The Hindu presented Chief Minister Dharam Singh’s claim that city infrastructure was at the top of his agenda -- after reportedly laying foundation stones for an astonishing 39 development works estimated at Rs. 118 crores in one Assembly constituency -- with no reference to the top front page story in The Times of India a few days earlier highlighting the fact that the government had spent Rs. 3.1 crores on foundation stones and inaugurations over the past three years, with little to show for any of it in the form of completed projects.

Similarly, on 1 September The New Indian Express and Vijay Times carried different information on proposed road works. According to the former the state government had sought Rs. 650 crores from the central government to improve city roads and nearly 446 kms. of roads around the city would be upgraded; the latter reported a Rs. 516-crore plan to improve 38 city roads.

To make matters worse, neither paper made any reference to the various large amounts bandied about over the past year by city authorities, including the much-hyped World Bank project to “rehabilitate high/medium density corridor roads” in the city, which came to light in March 05 but of which little has been heard in the past few months. What is more, on the same day, the NIE’s city supplement reported that no new infrastructure project had been undertaken in the last one year by the Bangalore Development Authority (BDA). If the media – meant to be the eyes and ears of the public -- cannot clarify the situation, citizens certainly will not be able to make sense of it.

A recent example

Perhaps the most telling recent example of the limits of civic reporting as it is currently practised in Bangalore is the scant attention paid by the local media to the new draft Comprehensive Development Plan for Bangalore 2005-2015 (CDP), unveiled by the BDA in mid-July. Despite the ready availability of information – on the BDA website (as well as through print and compact disc versions of the complete document) and in the form of a two month long exhibition of maps detailing the new “vision” for Bangalore -- very little has appeared in the press to inform the public about this important development or to encourage citizens to visit the exhibition, let alone to enlighten them about the proposals in the draft document and thereby enable them to contribute to the process of determining the future of the city they live in.

The initial flurry of reports on the exhibition immediately after it was opened to the public gave way to virtual silence on the actual contents of the CDP. Major meetings spearheaded by city-based organisations such as Janaagraha, CIVIC and the Environment Support Group (ESG), aiming to involve different sectors of civil society in discussions on the implications of the draft document and generate feedback from the public, have gone more or less unreported in the press.

This is despite the obvious fact that the CDP is bound to have far-reaching consequences for the city and could either crack or compound the range of civic problems dutifully reported by the press on a daily basis, ranging from the recurrent water-logging that is increasingly disrupting life in different parts of the city to the perpetual traffic congestion that has become the perennial talk of the town among residents and visitors alike.

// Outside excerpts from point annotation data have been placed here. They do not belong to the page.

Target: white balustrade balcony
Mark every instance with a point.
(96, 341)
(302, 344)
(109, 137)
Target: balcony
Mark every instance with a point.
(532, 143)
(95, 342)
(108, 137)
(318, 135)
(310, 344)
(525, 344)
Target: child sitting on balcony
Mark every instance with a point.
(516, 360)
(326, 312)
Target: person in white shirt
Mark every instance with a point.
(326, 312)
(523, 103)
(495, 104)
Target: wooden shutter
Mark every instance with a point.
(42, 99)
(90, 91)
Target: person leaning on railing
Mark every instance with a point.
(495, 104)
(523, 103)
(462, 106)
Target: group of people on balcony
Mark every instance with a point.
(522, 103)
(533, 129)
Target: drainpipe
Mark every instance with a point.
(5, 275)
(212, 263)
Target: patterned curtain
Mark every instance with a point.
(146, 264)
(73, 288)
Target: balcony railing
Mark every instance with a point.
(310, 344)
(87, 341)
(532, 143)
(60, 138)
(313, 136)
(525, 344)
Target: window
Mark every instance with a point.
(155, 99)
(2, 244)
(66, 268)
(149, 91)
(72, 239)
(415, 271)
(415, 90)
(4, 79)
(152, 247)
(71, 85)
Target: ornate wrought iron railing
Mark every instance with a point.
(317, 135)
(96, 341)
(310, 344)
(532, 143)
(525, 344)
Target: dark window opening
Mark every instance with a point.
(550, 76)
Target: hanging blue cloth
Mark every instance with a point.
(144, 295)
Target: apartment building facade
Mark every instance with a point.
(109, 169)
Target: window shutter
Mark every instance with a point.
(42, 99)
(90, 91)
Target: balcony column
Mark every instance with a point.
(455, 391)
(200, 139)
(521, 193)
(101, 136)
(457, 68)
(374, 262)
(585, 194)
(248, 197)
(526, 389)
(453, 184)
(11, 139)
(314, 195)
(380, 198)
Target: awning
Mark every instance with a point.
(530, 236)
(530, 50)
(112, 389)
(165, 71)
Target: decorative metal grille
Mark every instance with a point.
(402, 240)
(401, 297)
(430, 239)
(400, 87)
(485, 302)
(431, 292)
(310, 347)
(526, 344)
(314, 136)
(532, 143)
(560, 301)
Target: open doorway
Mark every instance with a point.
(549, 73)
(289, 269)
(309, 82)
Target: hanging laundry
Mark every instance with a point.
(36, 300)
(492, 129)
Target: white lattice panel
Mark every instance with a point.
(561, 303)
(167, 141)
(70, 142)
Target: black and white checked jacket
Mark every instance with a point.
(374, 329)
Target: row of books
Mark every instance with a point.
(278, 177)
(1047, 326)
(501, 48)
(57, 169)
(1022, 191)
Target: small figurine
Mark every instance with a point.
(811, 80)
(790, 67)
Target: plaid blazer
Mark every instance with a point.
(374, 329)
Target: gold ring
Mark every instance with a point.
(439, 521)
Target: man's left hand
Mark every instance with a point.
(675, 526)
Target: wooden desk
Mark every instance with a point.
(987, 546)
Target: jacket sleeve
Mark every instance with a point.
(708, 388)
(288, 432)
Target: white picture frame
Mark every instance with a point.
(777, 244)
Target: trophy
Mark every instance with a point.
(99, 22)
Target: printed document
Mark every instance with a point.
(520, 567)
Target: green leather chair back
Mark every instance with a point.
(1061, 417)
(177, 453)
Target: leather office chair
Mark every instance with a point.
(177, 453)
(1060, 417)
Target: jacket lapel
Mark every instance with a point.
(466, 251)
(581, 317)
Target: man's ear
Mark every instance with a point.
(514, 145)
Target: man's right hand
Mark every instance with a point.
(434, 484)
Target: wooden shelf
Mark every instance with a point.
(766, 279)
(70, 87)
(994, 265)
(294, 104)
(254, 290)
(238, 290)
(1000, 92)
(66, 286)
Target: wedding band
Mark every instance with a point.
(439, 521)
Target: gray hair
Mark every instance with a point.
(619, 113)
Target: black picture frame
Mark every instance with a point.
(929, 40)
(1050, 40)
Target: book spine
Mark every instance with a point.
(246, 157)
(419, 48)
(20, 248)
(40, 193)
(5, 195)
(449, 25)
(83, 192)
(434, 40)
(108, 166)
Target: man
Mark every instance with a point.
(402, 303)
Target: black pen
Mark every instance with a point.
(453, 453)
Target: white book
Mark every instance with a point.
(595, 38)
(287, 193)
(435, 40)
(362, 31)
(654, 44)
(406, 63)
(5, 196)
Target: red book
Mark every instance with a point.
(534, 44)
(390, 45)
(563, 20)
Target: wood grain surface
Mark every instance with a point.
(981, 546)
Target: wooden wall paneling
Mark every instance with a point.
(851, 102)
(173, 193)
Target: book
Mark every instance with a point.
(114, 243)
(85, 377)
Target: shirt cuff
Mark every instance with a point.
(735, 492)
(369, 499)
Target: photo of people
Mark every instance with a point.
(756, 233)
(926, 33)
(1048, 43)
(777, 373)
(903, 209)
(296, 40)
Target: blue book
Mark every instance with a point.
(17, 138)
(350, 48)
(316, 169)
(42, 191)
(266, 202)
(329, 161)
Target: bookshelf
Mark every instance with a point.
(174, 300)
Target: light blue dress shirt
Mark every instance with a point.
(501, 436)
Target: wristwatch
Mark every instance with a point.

The invitation to the CIVIC/ESG meeting to discuss the CDP planning and input processes and to demand ward-level consultations as a democratic imperative warned, “Should we fail to seize the opportunity of the present revision of CDP, it is unlikely that we can intervene to create a metropolis in Bangalore that reflects the concerns of all citizens. It is one thing for ‘specialist groups’ to debate and come out with some suggestions, but an altogether different matter for the common people to be involved in the planning process. Our constitution mandates this.”

Clearly the media form a critical link in the chain that is supposed to connect citizens and democratic governments. It may take more than random news reports on dramatic developments on the civic front -- welcome and well meant as they undoubtedly are -- to make that connection work for the public good.